You’re a judge and a mentor of the over-30s, but as of now, you’re mostly just taking up space. We’re two months into “X Factor” and I can’t remember a single thing you’ve said. You rarely have anything to say when judging others, nor do you seem to have the same personality from day to day. One week you're headbanging to a Josh Krajcik song, and the next you're sitting there demurely like a soccer mom.
Here's the problem: Right now, you have no identity as a judge. You're not critical. You're not entertaining. You're not funny. You're never going to out-flake co-judge Paula Abdul. You had that little made-for-TV feud with Simon Cowell going on for a few episodes, but he’s moved on to L.A. Reid now. You’re just bland and boring.
I know that you may be feeling some pressure. You weren't the first choice as a judge, and I wish they had stuck with the original plan, both because I liked Cheryl Cole and because you would have probably helped Steve Jones to be less stiff as a host. Maybe that’s what’s causing you to react by playing it safe.

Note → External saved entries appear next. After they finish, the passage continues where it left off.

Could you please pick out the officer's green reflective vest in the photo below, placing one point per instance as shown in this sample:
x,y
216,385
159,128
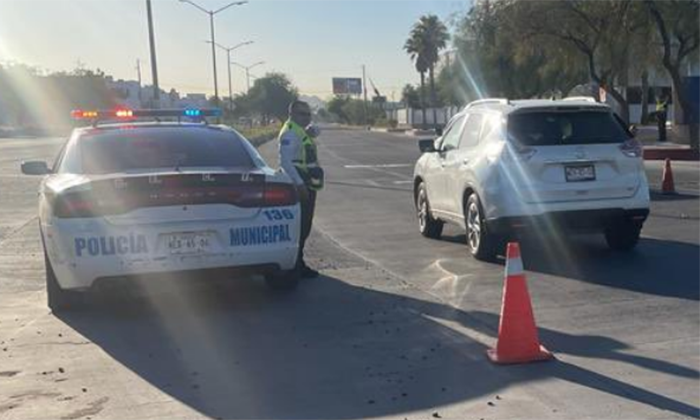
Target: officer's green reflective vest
x,y
307,166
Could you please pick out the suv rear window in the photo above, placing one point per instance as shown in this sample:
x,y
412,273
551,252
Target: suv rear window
x,y
553,128
134,149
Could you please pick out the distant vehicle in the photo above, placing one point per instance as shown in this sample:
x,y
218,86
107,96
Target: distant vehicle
x,y
135,198
503,166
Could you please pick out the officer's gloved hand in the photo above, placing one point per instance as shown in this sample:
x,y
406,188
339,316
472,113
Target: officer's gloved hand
x,y
313,131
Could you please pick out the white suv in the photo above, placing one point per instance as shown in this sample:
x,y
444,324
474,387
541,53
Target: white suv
x,y
503,166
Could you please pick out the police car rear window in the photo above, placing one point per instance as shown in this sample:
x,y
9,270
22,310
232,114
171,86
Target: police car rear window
x,y
124,150
551,128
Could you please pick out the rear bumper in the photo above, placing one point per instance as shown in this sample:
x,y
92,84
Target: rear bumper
x,y
578,221
205,275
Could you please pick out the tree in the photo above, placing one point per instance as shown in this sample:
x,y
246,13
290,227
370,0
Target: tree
x,y
414,49
678,26
494,59
428,37
600,30
352,111
410,96
269,97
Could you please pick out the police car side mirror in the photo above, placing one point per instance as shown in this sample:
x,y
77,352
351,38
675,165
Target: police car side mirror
x,y
35,167
427,146
633,130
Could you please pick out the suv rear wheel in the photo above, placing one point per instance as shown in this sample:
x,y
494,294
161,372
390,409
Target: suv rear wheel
x,y
482,245
623,236
428,226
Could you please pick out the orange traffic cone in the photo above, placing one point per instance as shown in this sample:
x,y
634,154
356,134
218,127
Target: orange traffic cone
x,y
517,333
667,184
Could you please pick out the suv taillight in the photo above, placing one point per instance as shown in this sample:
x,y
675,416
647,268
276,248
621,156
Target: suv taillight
x,y
632,148
520,153
278,195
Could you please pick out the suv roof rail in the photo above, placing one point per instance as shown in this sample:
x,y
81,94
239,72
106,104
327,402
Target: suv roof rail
x,y
580,98
484,102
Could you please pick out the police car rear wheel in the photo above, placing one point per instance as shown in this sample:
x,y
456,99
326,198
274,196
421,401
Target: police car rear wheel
x,y
428,226
59,299
282,280
482,244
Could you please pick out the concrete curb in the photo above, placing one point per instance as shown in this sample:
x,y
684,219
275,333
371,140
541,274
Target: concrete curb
x,y
673,153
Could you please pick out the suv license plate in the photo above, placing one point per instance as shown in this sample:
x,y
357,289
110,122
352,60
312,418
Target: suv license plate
x,y
189,243
580,173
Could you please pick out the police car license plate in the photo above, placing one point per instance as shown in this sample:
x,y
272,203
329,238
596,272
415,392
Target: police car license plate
x,y
580,173
189,243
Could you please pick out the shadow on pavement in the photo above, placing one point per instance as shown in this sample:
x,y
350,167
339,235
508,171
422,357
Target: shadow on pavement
x,y
331,351
656,267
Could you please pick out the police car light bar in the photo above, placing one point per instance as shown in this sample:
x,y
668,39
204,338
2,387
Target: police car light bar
x,y
117,114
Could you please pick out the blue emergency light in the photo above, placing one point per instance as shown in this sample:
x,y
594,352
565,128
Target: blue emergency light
x,y
128,114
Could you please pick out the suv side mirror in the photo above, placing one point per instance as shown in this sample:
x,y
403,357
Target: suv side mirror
x,y
427,146
35,167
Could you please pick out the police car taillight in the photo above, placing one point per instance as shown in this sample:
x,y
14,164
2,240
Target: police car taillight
x,y
73,205
277,195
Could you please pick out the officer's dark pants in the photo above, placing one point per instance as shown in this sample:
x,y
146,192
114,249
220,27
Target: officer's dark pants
x,y
307,199
661,119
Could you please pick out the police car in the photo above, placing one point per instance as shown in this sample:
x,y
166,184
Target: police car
x,y
137,197
505,166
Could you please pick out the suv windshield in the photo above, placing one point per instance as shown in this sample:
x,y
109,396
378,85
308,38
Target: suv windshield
x,y
552,128
115,151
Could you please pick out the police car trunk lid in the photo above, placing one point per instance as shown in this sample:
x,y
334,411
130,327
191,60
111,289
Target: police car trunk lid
x,y
164,197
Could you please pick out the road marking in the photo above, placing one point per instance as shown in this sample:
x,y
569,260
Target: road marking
x,y
386,165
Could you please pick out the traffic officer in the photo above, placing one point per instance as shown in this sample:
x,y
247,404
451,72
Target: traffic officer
x,y
662,116
298,157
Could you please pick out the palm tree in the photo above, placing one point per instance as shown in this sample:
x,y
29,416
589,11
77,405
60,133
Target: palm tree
x,y
414,48
434,36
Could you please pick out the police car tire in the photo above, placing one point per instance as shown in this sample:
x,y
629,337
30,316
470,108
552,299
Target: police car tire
x,y
428,226
282,280
59,299
623,236
485,247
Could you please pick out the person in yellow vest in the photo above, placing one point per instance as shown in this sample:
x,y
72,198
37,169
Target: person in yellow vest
x,y
662,116
298,156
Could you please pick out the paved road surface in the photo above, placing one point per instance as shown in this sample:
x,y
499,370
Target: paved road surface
x,y
396,328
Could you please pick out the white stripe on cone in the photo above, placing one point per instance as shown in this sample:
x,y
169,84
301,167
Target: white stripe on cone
x,y
514,265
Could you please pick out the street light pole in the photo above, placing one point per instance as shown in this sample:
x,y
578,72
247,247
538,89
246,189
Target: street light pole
x,y
247,70
228,61
211,14
154,64
213,58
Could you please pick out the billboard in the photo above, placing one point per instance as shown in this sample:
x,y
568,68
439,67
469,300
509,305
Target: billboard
x,y
347,86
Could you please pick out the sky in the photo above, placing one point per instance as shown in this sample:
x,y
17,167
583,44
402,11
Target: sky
x,y
309,40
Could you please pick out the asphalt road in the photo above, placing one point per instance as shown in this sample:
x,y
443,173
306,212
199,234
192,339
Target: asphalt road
x,y
396,327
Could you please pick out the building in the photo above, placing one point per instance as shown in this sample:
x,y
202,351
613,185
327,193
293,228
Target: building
x,y
130,94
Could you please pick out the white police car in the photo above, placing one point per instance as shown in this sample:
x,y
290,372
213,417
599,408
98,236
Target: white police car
x,y
503,166
136,198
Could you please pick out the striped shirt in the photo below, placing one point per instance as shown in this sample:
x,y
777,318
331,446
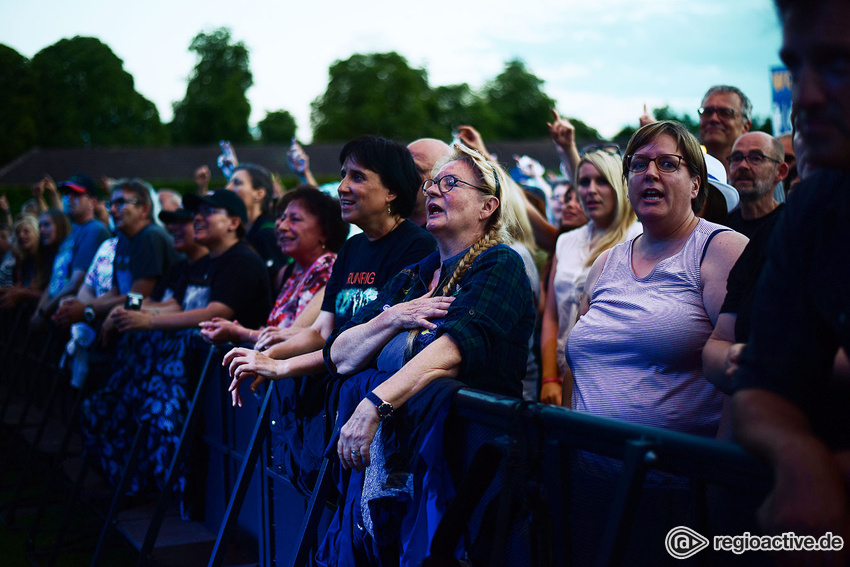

It’s disappointing, mostly because I’ve seen you sing. When you’re onstage with the dancers behind you and the audience in front of you, you project total confidence and attitude. In addition, you, more than anyone else on the show, know what it takes to make it in the music business as a manufactured superstar and how hard it is to build on that initial burst of recognition once the show goes away. You’re an original “Popstar,” for crying out loud, even if few remember Eden’s Crush. You’re a Pussycat Doll.
But when you’re behind the podium, you look like you’re petrified to say anything mean or to make a mistake. And you need to stop behaving like that.
So do the contestants a favor: Be honest with them. Tell Drew that she’s got to do something to bring the show’s energy up every now and then instead of sticking with the teen angst ballads every week. Inform Rachel Crow that she needs to add a little edginess to her personality if she wants to avoid being labeled as a Disney Channel singer. Figure out if Chris Rene is a one-hit wonder with “Young Homie” or if he’s got something else in the tank. Stop treating the hopefuls like precious flowers who will wither and die if criticized, and start telling them what they need to do to succeed.
At the very least, do something besides sit there and offer meaningless platitudes every week. The audience needs more, the contestants need more, and you probably need more if you want to come back next season.